O que fica claro, e parece mesmo definitivo, é que o jazz como gênero é um todo, sendo o swing uma parte desse todo, assim como os outros estilos anteriores ou posteriores a ele.

O jazz veio do canto do negro, do blues e do gospel e recebeu as influências da música de banda militar, das orquestras europeias e do ragtime. A partir daí, ele fez surgir uma diversidade de estilos, e de estilos dentro de estilos, sem que nenhum estilo tenha se sobreposto a outro. Pelo contrário, cada estilo emergente sempre assumia e admitia elementos provenientes dos outros já existentes.

O swing fez o jazz progredir em direção à modernidade exigida pela tecnologia, pelas engrenagens sociais do século vinte e pelas demandas da “flaming youth” (“juventude inflamada”), jovens que chegavam à pós-adolescência com uma visão artística e cultural diferente da geração anterior e que começaram a impor seu estilo musical preferido no transcorrer dos anos 1920.
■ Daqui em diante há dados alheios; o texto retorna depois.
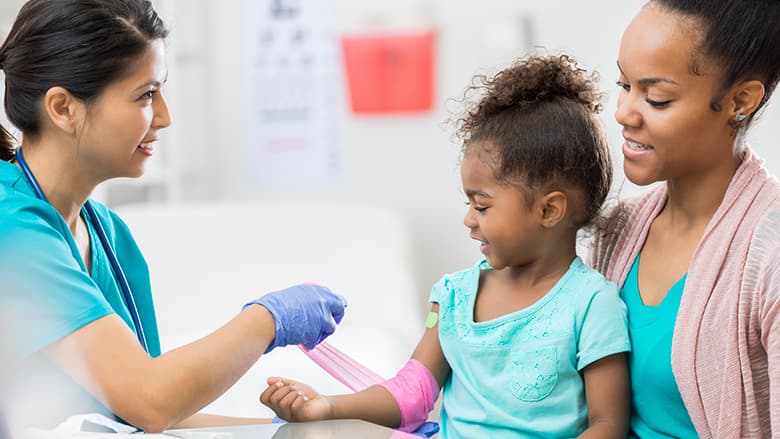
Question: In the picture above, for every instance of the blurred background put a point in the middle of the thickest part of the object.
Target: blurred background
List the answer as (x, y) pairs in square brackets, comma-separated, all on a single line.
[(323, 124), (262, 110)]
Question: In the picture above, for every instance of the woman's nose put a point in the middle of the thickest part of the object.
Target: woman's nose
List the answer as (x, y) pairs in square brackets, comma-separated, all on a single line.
[(626, 113), (162, 116)]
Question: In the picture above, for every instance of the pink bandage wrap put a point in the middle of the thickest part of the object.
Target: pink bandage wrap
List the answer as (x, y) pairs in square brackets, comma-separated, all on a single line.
[(415, 390)]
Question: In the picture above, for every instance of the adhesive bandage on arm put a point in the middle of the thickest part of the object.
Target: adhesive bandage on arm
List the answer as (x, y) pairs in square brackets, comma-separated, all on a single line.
[(415, 390)]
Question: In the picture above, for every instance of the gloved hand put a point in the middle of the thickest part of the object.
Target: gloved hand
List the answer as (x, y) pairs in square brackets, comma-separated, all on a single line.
[(304, 314)]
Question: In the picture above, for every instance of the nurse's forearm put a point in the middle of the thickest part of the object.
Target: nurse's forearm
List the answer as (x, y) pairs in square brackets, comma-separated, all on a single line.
[(190, 377)]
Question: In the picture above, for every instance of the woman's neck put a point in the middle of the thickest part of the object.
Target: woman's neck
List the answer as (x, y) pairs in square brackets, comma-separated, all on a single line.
[(59, 174), (695, 198)]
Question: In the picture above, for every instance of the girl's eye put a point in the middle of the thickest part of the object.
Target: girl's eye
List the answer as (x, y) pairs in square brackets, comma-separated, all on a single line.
[(657, 104), (477, 208)]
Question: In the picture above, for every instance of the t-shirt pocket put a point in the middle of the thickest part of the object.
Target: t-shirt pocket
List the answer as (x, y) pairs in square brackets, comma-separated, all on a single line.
[(534, 373)]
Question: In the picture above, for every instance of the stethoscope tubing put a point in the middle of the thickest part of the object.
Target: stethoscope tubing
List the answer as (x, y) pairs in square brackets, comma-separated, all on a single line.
[(119, 274)]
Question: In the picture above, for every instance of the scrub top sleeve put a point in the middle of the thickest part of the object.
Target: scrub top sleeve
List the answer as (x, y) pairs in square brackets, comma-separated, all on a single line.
[(45, 293), (603, 328), (136, 271)]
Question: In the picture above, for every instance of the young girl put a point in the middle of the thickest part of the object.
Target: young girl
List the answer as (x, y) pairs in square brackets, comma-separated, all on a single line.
[(528, 341)]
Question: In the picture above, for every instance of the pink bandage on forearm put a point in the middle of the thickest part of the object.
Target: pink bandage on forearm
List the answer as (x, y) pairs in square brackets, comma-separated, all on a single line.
[(415, 390)]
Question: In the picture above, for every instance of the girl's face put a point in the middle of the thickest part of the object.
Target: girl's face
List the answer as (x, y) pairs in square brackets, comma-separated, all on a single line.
[(498, 215), (670, 129), (123, 124)]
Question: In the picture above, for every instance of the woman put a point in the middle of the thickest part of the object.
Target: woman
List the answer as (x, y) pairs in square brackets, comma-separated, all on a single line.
[(698, 258), (83, 85)]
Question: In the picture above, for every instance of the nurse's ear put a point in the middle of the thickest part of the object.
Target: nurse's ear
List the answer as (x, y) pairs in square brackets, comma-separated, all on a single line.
[(63, 110)]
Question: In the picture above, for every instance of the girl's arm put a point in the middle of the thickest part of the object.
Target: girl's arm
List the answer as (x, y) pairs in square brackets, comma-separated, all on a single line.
[(294, 401), (607, 392)]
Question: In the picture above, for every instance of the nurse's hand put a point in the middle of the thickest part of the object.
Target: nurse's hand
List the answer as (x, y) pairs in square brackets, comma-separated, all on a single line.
[(295, 402), (303, 314)]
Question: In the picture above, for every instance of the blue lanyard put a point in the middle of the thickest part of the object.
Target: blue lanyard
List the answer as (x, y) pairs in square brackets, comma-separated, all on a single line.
[(101, 233)]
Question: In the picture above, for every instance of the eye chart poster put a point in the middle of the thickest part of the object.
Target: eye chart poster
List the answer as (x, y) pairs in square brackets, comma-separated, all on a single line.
[(294, 91)]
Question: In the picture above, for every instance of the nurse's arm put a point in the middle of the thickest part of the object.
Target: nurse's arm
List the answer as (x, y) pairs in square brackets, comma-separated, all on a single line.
[(155, 394), (607, 394)]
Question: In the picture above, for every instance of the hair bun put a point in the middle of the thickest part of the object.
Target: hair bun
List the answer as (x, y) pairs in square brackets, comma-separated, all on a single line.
[(540, 78)]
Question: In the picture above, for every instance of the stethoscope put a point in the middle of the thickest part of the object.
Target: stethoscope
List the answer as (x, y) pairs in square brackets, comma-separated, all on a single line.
[(101, 233)]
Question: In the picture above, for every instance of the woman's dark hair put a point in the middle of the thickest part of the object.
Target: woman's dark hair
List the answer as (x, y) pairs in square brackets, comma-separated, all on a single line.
[(80, 45), (742, 37), (540, 115)]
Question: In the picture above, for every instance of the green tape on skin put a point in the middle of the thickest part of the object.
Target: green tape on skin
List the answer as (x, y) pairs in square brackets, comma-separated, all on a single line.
[(431, 320)]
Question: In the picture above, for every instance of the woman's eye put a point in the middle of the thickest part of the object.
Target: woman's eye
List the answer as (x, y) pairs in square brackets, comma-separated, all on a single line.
[(148, 95), (657, 104)]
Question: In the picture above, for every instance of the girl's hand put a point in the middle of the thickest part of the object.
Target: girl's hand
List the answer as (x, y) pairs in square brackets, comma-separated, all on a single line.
[(295, 402)]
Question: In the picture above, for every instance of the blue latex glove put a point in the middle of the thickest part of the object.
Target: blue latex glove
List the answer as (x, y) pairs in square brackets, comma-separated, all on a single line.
[(303, 314), (427, 430)]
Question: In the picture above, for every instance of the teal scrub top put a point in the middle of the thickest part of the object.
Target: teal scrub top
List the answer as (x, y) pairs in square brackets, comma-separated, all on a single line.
[(520, 375), (46, 294), (657, 409)]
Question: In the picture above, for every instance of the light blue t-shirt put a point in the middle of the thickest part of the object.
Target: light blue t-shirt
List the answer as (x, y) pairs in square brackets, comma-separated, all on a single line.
[(519, 375), (46, 294), (657, 409)]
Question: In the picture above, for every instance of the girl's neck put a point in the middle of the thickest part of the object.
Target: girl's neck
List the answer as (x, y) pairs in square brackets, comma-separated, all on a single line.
[(59, 174)]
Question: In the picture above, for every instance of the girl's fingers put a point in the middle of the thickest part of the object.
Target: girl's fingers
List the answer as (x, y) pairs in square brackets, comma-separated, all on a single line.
[(285, 404), (273, 387)]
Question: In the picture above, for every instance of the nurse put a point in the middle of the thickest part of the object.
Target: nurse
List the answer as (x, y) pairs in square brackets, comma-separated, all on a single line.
[(83, 84)]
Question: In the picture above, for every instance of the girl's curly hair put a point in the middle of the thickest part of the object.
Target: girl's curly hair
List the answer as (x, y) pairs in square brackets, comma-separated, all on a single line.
[(539, 118)]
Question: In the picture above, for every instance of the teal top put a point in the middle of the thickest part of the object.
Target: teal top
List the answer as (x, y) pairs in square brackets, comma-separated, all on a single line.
[(47, 294), (657, 409), (519, 375)]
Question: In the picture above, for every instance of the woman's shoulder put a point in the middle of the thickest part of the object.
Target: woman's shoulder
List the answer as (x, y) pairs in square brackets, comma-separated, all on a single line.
[(112, 222)]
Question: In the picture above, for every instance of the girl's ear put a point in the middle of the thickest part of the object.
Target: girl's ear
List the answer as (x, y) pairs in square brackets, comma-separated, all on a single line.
[(553, 208), (63, 110)]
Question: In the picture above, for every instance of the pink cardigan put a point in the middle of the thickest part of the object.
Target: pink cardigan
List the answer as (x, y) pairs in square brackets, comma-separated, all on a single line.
[(726, 343)]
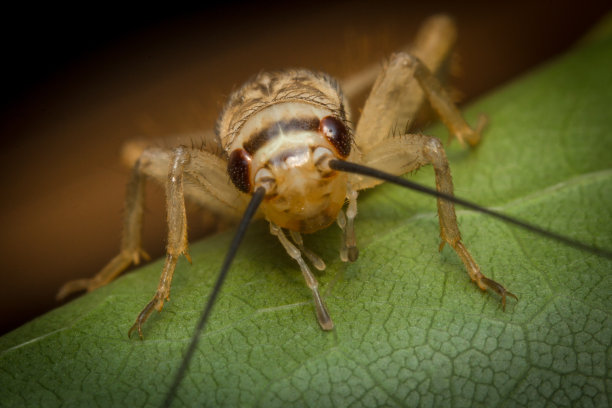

Assim, o swing foi se impondo e começando a fazer parte de uma família que teve como ancestral o jazz tradicional (new orleans, dixieland, chicago) e que teria como descendentes todos os estilos do jazz moderno (bebop, hard bop, cool jazz, east coast, west coast, progressive, third stream, mainstream, funky) e do jazz contemporâneo (free jazz, jazz fusion, jazz funk, acid jazz e todas as demais tendências).